Xomnia is a word combining the letter ‘X’ – the unknown – and “Omnia” – Latin for everything. Our team of data scientists and big data engineers are trained to find the undefined – X – in all the relevant data sources – Omnia. This unknown – X – is untapped business value. Combining the X and Omnia you get the Xomnia spirit. Eager, curious and dedicated people, who have the belief that the future is big data.

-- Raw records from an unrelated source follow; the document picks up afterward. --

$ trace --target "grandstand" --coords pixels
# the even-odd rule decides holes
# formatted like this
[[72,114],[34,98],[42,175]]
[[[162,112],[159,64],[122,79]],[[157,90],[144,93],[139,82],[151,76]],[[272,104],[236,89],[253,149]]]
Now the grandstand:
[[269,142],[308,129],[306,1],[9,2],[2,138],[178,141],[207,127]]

Want to feel the Xomnia spirit? Follow us

# Blog

XomniaBlogTechblog X Ritchie – Clustering data with Dirichlet Mixtures in Edward and Pymc3

# Techblog X Ritchie – Clustering data with Dirichlet Mixtures in Edward and Pymc3

Ritchie is a Data Scientist & Big Data Engineer at Xomnia. Besides working at Xomnia, he writes blogs on his website about all kinds of machine- and deep learning topics, such as: “Assessing road safety with computer vision” and “Computer build me a bridge”. Expect more interesting blogs from Ritchie in the future.

### Introduction

Last post I’ve described the Affinity Propagation algorithm. The reason why I wrote about this algorithm was that I was interested in clustering data points without specifying k, i.e. the number of clusters present in the data.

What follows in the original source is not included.